When you do want to override:

Per-credential default. In the BYOK panel, set Default model on the provider row. This wins over the class-level default for every surface.
Curated model list. Some providers (notably OpenRouter) let you pin a list of models you've opted into. Flowfile will use the surface's preferred model if it's in your curated list; otherwise it falls back to the first model in the list. Useful when you want to limit yourself to free-tier models without losing per-surface intelligence.
Per-request override. Power users can pass an explicit model=... on a per-call basis through the API. This always wins.

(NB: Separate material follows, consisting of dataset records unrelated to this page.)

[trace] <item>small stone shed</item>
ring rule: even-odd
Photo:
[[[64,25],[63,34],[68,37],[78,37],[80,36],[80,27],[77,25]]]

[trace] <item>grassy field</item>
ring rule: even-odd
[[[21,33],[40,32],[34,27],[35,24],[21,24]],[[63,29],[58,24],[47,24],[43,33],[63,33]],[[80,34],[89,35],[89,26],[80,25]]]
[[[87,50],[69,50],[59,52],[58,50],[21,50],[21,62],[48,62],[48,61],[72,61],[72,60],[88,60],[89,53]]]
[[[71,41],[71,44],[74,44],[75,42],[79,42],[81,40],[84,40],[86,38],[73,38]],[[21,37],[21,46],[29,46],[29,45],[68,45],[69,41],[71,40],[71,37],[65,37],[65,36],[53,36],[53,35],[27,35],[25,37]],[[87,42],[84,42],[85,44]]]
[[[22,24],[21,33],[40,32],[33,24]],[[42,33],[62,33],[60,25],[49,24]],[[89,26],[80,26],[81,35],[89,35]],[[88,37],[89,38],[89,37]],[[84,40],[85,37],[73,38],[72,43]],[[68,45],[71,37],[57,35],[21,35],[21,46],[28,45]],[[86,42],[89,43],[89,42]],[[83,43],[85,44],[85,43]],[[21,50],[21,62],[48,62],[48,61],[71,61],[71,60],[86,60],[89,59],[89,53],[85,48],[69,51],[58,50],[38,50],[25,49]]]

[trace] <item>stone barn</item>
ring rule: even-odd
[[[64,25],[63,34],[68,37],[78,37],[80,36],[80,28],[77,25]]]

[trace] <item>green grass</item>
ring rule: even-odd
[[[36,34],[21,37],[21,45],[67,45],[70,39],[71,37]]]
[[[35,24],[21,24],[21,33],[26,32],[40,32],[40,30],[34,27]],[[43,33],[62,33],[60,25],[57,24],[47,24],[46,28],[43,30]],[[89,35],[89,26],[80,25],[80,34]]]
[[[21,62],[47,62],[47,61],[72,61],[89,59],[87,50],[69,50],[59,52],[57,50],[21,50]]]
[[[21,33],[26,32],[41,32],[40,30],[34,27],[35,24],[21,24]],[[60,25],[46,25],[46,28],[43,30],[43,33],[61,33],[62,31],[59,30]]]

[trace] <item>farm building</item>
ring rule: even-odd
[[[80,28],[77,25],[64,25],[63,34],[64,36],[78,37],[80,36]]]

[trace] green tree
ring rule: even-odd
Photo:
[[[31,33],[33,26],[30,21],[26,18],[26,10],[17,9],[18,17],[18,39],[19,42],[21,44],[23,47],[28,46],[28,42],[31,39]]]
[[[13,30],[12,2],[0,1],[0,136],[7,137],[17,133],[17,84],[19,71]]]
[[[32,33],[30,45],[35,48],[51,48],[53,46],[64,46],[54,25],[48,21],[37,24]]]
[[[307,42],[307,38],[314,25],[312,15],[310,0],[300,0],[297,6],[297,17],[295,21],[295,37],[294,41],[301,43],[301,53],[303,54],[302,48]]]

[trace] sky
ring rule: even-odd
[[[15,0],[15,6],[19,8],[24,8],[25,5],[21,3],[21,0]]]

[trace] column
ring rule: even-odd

The full resolution order, in priority:

Explicit model= argument on the request.
Credential row's default_model.
Provider class' surface_models[surface], if it appears in your curated models list.
First entry of your curated models list.
Provider class' surface_models[surface].
Provider class' default_model.

A note on the Agent surface: it requires a tool-capable model. If you pin a curated list that contains only models without tool support, agent calls will return 422 with a clear message; switch back to a tool-capable model.

Rate limits

Cap per-provider request volume via env vars on the host: FLOWFILE_AI_<PROVIDER>_RPM (per minute) and FLOWFILE_AI_<PROVIDER>_RPD (per day). Unset means no enforcement. When a bucket fills, the scheduler delays the call and surfaces a "rate-limited, retrying in Ns" hint rather than 5xx-ing. Server Retry-After headers on 429 responses are always honoured. Limits are in-memory and per-provider (not per-(provider, model)); not persisted across restarts.

Self-hosted (Ollama) setup

Ollama is the offline path. Quick start on macOS / Linux:

Install and start Ollama (see ollama.com — link kept off this page so it doesn't rot).

Pull a tool-capable instruct model:

ollama pull llama3.1:8b
# or for the agent_complex surface:
ollama pull llama3.1:70b

In Flowfile, Settings → AI Providers → Ollama:
- Leave API key empty.
- Set API base to http://localhost:11434 (the default; only override if your Ollama server is elsewhere).
- Optionally set Default model to the tag you pulled.
- Click Save, then Test.

Tool-call quality varies by model. Llama 3.1+ instruct models do tool calls correctly; older or non-instruct models sometimes return tool calls as text in the assistant content. The Agent surface compensates with Pydantic-repair on the tool-call shape, but for best results stick to the recommended models.

Troubleshooting

503 Service Unavailable from any /ai/* endpoint. The feature flag is off. AI is on by default — this only happens if someone has explicitly set FEATURE_FLAG_AI=false in the env, or toggled it off at runtime via POST /system/feature_flags/ai. Re-enable by unsetting the env var (or setting it to true) and restarting, or toggle it back on via the admin endpoint.

422 Unprocessable Entity when starting an Agent session. The picked model doesn't support tools. Check the Tools column in the provider table. Either switch models on the request or update your credential's default_model.

404 from POST /ai/providers/{name}. Provider name typo. The supported names are exactly: anthropic, openai, google, groq, openrouter, ollama (lowercase, no dashes).

On-device (local) model exits on startup in Docker / "no CPU backend found". The bundled llama-server loads CPU compute backends (libggml-cpu-*.so) that need the OpenMP runtime, libgomp1. The official flowfile-core image bundles it; a custom or older image may not — add it (Debian/Ubuntu: apt-get install -y libgomp1) and restart. The startup error now names the cause: no CPU backend found / exit code 127 → missing libgomp1; killed by SIGKILL → out of memory (give the container more RAM, or pick the 1.5B model / a smaller context in Settings → AI); killed by SIGILL → the image's architecture doesn't match the host CPU.

Credential Test returns ok=false with an authentication error. Key is wrong, expired, or missing required scopes. The error message from the upstream provider is surfaced in the error field of the test result.